Thank you very much for the help
OK, so let $A$ be a $m\times n$ matrix with coefficients in $\mathbb{Z}/q\mathbb{Z}$.
Take any $m\times n$ matrix $M$ with coefficients in $\mathbb{Z}$ such that $A=M \mod q$.
Reducing to a Smith normal form gives you an equality $UMV=R$, where $U\in GL_m(\mathbb{Z})$ and $V\in GL_n(\mathbb{Z})$ and $R$ is a $m\times n$ matrix with coefficients in $\mathbb{Z}$, and which has the form $\pmatrix{D & 0 \cr 0 & 0}$, where $D=\pmatrix{d_1 & & \cr & \ddots & d_r}$, where $d_1\mid \cdots \mid d_r$ (and $d_i>0$).
$R$ is called the Smith normal form of $M$ and you can find $U,R,V$ explicitely (you have lot of explanations on the web).
In particular, note that $U,V$ both have determinant $\pm 1$, so they are still invertible when reducing mod $q$.

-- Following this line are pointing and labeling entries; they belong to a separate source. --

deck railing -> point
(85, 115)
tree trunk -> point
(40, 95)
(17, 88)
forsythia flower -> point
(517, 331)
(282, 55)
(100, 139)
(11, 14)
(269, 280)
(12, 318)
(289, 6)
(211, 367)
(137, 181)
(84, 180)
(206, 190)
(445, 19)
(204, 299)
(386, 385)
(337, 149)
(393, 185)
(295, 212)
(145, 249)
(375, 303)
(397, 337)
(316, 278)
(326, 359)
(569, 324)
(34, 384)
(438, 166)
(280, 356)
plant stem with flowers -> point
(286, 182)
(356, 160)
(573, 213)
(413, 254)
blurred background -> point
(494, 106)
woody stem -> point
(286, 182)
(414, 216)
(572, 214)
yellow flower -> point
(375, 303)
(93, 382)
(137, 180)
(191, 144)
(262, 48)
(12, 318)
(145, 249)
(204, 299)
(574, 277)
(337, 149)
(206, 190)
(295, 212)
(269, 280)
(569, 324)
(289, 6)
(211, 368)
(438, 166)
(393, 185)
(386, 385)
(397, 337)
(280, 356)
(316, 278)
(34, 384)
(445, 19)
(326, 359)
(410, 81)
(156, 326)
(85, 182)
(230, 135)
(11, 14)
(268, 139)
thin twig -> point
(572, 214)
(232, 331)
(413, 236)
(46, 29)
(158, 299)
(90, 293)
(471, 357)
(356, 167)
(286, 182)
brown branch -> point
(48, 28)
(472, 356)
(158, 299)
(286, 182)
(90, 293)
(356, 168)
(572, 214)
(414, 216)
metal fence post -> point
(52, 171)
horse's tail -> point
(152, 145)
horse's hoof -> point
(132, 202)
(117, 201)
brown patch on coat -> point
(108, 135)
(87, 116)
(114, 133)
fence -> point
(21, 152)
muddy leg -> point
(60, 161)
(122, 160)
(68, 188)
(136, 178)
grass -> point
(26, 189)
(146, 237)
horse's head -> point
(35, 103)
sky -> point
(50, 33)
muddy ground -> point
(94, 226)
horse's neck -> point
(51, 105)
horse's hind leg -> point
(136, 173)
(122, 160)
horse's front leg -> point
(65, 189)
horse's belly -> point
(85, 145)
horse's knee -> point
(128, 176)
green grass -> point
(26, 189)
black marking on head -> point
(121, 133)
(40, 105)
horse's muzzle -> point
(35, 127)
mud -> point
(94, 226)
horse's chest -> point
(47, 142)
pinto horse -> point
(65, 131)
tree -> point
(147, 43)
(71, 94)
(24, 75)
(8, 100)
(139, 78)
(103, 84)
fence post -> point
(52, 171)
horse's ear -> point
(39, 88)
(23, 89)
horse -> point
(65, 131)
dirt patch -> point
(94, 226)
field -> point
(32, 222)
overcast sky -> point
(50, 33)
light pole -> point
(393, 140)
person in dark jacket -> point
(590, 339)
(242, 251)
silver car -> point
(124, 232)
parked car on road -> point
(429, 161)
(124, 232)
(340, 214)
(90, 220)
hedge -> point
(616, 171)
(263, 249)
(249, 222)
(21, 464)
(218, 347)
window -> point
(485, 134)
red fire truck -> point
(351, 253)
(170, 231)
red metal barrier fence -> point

All in all, your linear system is $URVx=b \mod q$, that is $Ru=U^{-1} b \mod q$, where $y=Vx$. Since $V$ is invertible mod $q$, your linear system will have a solution mod q if and only if the linear system $Ry=V^{-1} b$ has a solution. Now it boils down to a system of the form $d_iy_i =c_i \mod q$, where $c_i$ is the ith coordinate of $V^{-1 }b$.
Conclusion: you are reduced to study an equation of the form $dy=c \mod q$.
We may possibly have $d=0$ (because some of the $d_i's$ may be divisible by $q$, or you could have $r<n$ , or both), but what follows is valid in any situation.
Set $g=gcd (q,d)$.
I claim that this has a solution if and only if $g\mid c$. Indeed $c=dy-kq$ for some $k$, which is a multiple of $g$, so the condition is necessary.
Conversely if $g\mid c$, write $c=gc'$, $d=gd'$ and $q=g q'$. Then your equation is equivalent to $d'y=c' \mod q'$, which has a solution because $d'$ and $q'$ are croprime, so $d'$ is invertible mod $q'$.
Final remark: you probably do not need the Smith normal form. You have slightly different standard forms which are computable using only row operations, but the final result is neat enough and you do not have to think about anything once you are reduced to a "diagonal" system.